Arbitrator Found Oregon Fire District Failed to Gain Union Approval for New Schedule

By Jim Cline and Troy Thornton

In Tualatin Fire and Rescue District, 2020 BNA 1300, an Oregon Fire District implemented a 42-hour work schedule following failed negotiations with the International Association of Firefighters local representing a group of Oregon firefighters. Because the parties had specific CBA language requiring Union agreement for any schedule changes, Arbitrator Kenneth James Latsch ruled that Management violated the agreement when it implemented the new schedule without doing first gaining Union approval and ordered the payment of overtime as an appropriate remedy.

            Beginning with the contract covering 2012 through 2015, the parties’ CBA established two work schedules: a 40-hour workweek, and a shift schedule that consisted of 24 hours on-duty followed by 48 hours off-duty (as well as an off-duty Kelly day every ninth shift). During the negotiation of that CBA, TVFR accepted the Union’s proposal to limit schedule changes without first gaining the approval of the Union. In 2019, the parties agreed to a scheduling MOU due to now requirements posed by a change to Oregon law. Following the implementation of the MOU, Management established a new 42-hour work schedule for certain employees.
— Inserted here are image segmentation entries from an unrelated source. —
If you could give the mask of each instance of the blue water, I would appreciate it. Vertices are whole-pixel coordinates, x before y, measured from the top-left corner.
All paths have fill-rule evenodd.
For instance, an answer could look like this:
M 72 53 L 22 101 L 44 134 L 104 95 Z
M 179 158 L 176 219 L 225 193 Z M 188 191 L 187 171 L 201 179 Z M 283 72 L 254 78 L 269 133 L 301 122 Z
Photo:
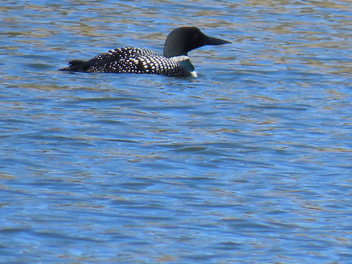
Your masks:
M 352 260 L 352 9 L 0 4 L 0 262 Z M 197 78 L 57 69 L 199 27 Z

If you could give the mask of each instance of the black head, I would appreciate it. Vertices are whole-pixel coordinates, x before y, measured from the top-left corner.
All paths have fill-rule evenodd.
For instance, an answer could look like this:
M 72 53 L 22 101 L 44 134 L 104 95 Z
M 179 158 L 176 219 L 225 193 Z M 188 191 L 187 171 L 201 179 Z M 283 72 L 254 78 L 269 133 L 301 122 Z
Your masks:
M 164 56 L 168 58 L 187 52 L 205 45 L 221 45 L 231 43 L 220 38 L 208 37 L 194 27 L 182 27 L 169 34 L 164 45 Z

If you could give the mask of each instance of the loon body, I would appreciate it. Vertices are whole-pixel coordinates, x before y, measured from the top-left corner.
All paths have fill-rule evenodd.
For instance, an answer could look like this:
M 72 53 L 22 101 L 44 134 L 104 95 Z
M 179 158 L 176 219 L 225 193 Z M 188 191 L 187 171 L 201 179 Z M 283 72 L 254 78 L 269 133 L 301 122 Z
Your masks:
M 208 37 L 196 27 L 182 27 L 169 34 L 163 56 L 144 49 L 126 47 L 112 50 L 87 61 L 71 61 L 68 67 L 60 70 L 197 77 L 188 52 L 205 45 L 229 43 L 231 42 Z

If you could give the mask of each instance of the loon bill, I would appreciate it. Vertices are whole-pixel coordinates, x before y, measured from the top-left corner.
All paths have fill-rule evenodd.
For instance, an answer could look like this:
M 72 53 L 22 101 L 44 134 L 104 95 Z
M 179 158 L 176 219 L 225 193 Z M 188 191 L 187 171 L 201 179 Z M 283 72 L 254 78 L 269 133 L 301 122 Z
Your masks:
M 83 73 L 146 73 L 169 76 L 197 77 L 188 52 L 206 45 L 220 45 L 229 41 L 209 37 L 194 27 L 174 30 L 168 36 L 163 56 L 144 49 L 118 48 L 86 61 L 73 60 L 61 71 Z

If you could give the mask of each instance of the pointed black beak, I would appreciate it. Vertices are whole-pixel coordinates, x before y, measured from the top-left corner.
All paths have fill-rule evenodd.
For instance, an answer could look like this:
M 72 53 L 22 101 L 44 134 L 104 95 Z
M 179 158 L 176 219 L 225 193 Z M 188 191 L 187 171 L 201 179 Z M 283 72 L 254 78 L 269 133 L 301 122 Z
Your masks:
M 208 37 L 206 40 L 205 45 L 222 45 L 223 44 L 228 44 L 231 43 L 230 41 L 221 39 L 221 38 L 213 38 L 211 37 Z

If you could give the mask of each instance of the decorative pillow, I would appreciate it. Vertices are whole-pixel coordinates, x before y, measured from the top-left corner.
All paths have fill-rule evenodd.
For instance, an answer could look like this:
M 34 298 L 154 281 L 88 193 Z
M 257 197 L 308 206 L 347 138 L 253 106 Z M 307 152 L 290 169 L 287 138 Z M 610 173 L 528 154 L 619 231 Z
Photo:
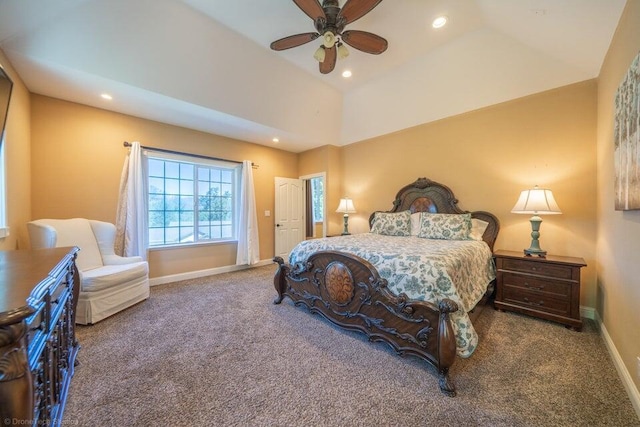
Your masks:
M 418 237 L 440 240 L 469 240 L 471 214 L 423 212 Z
M 371 232 L 386 236 L 409 236 L 411 234 L 411 212 L 376 212 Z
M 471 240 L 482 240 L 482 235 L 487 230 L 489 223 L 478 218 L 471 218 L 471 233 L 469 238 Z

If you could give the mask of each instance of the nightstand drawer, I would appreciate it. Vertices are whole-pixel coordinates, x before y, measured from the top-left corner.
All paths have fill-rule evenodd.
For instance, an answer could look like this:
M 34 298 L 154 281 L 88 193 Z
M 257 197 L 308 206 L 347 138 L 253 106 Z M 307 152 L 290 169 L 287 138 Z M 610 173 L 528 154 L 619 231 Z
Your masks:
M 502 273 L 504 286 L 520 288 L 523 291 L 553 296 L 560 299 L 571 298 L 571 283 L 547 280 L 535 276 L 523 274 Z
M 548 264 L 509 258 L 502 260 L 502 269 L 549 276 L 556 279 L 571 279 L 573 274 L 573 268 L 569 265 Z
M 550 298 L 537 291 L 528 291 L 509 285 L 503 288 L 503 301 L 558 315 L 567 316 L 571 313 L 571 300 Z

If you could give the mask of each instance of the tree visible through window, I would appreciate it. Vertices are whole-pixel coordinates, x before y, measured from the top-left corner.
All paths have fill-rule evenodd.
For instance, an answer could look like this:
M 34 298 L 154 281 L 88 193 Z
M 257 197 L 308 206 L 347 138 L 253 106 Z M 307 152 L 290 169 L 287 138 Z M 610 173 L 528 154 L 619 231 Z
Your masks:
M 149 246 L 235 238 L 237 165 L 149 157 Z

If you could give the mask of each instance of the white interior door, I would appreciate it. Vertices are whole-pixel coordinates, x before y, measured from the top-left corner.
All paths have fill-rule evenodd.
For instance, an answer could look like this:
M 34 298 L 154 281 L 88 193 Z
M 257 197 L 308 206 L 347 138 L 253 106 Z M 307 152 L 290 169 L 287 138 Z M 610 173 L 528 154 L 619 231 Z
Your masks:
M 304 240 L 304 181 L 276 177 L 276 255 L 288 260 L 295 245 Z

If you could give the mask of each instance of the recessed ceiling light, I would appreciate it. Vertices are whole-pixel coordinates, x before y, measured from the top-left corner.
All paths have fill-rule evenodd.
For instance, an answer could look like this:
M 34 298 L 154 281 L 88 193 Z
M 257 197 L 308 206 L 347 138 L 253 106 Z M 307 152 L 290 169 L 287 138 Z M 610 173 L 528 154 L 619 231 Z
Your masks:
M 433 22 L 431 23 L 431 26 L 433 28 L 442 28 L 445 26 L 445 24 L 447 23 L 447 17 L 446 16 L 438 16 L 436 19 L 433 20 Z

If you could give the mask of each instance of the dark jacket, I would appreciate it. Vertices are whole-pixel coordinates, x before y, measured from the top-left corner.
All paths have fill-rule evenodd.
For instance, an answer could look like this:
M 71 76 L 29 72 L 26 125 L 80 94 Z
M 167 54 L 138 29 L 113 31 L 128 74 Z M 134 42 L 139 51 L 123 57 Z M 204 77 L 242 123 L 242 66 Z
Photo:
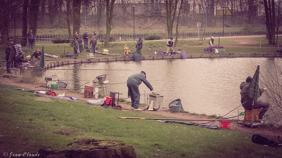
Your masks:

            The Union argued that the implementation of the new 42-hour work schedule, without first gaining the approval of the Union, violated the CBA between the parties. They relied upon the language negotiated for the 2012-2015 contract, which states that changes to the regular schedules would require “agreement between Labor and Management.” Additionally, the CBA contains language stating that employees working 40-hour schedules are owed overtime after working more than 40 hours in a seven-day stretch.

            Management attempted to rely on the plain language of both the CBA and MOU, claiming that they were not prohibited from implementing a 42-hour schedule, and met all of the CBA requirements for doing so. The employer also argued that the Union simply did not meet its burden of proving that their actions violated the CBA, which is typically required of the side claiming that there was a violation.

Arbitrator Latsch examined both the CBA and MOU to determine the “plain meaning” of the language contained in the documents. He found that the CBA language negotiated during the 2012-2015 contract cycle, specifically the language stating that there must be an “agreement between Labor and Management,” established stronger protections for the Union than the standard rule of law requiring bargaining to impasse over such issues.

In most cases, contracts deal with the parties’ mutual obligation to negotiate concerning the mandatory subjects of collective bargaining, wages, hours, and conditions of employment. Article 6.2.2 provides much stronger language, however. Article 6.2.2 specifies that pay and benefit accrual may be converted in an alternative workweek only after “agreement between Labor and Management”. In other words, the parties have recognized that there must be an agreement before changes could be made. This is more than the traditional requirement of bargaining to the point of impasse on a particular issue, and it narrows the Employer’s scope of action on any particular issue concerning alternative shift schedules.

            Because that language is clear, Arbitrator Latsch found that Management did in fact violate the CBA. In his ruling, he determined that Management had to discontinue its use of a 42-hour schedule and reinstate the schedule in place prior to the change. Additionally, Arbitrator Latsch ruled that employees must be made whole for any hours worked under the 42-hour schedule, which included overtime for any hours worked over 40 in a given week.

            It is noteworthy that the union also had a pending ULP complaint. Normally a unliteral change would be the subject of a ULP and absent clear “waiver” language, they would be successful on such a complaint on these facts. Presenting the issue here to an arbitrator did provide the union one additional remedy that may or may not have been extended from the ULP process — it was able to get overtime for hours worked under the unilaterally implemented schedule that exceeded the default under the CBA. This reflects the principle and practice of arbitrators to always find some type of meaningful remedy for any breach of contract.